4) Window functions: (a) For each customer, rank their orders by amount DESC and return the top 1 per customer using ROW_NUMBER. (b) Compute a running total of amount per customer ordered by order_date; show partition boundaries. (c) For August 2025, compute each customer’s rank by monthly spend using SUM(amount) OVER(PARTITION BY customer_id) and then DENSE_RANK across customers. Explain why a window does not collapse rows like GROUP BY.
5) View vs table: Create a view top_spenders_2025_08(customer_id, total_amount) over orders. Is it updatable? Under what conditions? What happens if the base table adds a NOT NULL column or if the view definition references a column later dropped? Discuss pros/cons of views vs materialized tables for this case and how to refresh a materialized view (name your chosen RDBMS).
6) Hide duplicated rows (select-time): Return one row per distinct (order_id, customer_id, amount) from web_orders without deleting data. Show two approaches: DISTINCT and ROW_NUMBER() filtering; discuss performance and which preserves deterministic choice.

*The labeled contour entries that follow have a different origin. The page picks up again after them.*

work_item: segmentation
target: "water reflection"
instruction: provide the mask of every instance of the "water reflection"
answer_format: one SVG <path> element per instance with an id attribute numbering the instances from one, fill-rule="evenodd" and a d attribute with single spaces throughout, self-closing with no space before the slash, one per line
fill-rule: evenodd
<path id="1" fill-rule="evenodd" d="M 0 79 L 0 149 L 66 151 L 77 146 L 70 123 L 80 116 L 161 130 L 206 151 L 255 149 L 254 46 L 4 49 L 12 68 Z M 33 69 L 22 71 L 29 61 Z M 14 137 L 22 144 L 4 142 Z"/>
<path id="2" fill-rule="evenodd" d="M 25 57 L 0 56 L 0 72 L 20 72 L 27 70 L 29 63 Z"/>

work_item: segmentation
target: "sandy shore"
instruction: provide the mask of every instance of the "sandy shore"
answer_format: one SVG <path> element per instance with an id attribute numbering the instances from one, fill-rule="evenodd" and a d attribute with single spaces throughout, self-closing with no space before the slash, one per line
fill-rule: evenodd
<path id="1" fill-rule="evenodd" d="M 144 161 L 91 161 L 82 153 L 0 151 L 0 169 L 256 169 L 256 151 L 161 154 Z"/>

7) Remove duplicated rows (data-change): In web_orders, delete true duplicates keeping the lowest ROW_NUMBER by (order_id, customer_id, amount) and explain how you’d do this safely in a transaction with a reproducible tie-breaker. Provide the DELETE…CTE you would run.

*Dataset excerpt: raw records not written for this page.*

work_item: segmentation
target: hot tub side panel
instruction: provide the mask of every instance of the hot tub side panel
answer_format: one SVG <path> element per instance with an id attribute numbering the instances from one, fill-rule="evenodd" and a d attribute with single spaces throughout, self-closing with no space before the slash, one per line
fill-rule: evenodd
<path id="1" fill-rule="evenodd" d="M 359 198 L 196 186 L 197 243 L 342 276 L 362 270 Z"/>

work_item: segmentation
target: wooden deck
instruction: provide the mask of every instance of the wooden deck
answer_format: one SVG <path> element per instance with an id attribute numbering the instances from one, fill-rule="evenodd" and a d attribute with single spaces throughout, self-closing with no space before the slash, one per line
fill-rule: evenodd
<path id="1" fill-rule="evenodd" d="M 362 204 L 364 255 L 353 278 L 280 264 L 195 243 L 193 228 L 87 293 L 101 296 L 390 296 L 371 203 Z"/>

8) LC #177 (Nth highest salary): Using employees(name, salary), write a query that returns the Nth highest distinct salary given a parameter :n. Show outputs for n=1,2,3 on the sample data and explain behavior when n exceeds the number of distinct salaries.
9) Improve SQL efficiency: Propose an indexing strategy for the above workloads (consider orders(customer_id, order_date), order_items(order_id), and covering indexes). Show how to rewrite one query to be sargable (e.g., avoid functions on indexed columns), and explain when EXISTS outperforms IN and when a window function can replace a self-join. Describe how you’d verify improvements using an execution plan and timing.

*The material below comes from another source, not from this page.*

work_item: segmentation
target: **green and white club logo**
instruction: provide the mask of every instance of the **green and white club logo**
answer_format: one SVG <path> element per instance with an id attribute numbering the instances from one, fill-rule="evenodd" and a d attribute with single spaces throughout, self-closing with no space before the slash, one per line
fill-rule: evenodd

10) Python pandas merge vs join vs concat: Given DataFrames below, specify the exact pandas calls (with how=, on=, axis=, ignore_index=, validate=) to: (a) left-join spend onto cities; (b) inner-join both then right-join to keep ids only in df_b; (c) stack df_a and a new rows frame vertically; (d) align on index instead of column; (e) explain when concat vs merge is appropriate.
DataFrames:
df_a
| id | city |
|---:|------|
| 1 | SF |
| 2 | NYC |
| 3 | LA |
df_b
| id | spend |
|---:|------:|
| 2 | 80 |
| 3 | 20 |
| 4 | 10 |
df_c
| id | tag |
|---:|-----|
| 3 | vip |
Quick Answer: This question evaluates proficiency in SQL and pandas data-manipulation techniques, including aggregations with NULL semantics, various join types, set operations and deduplication, window functions, and reconciling normalized and denormalized sources.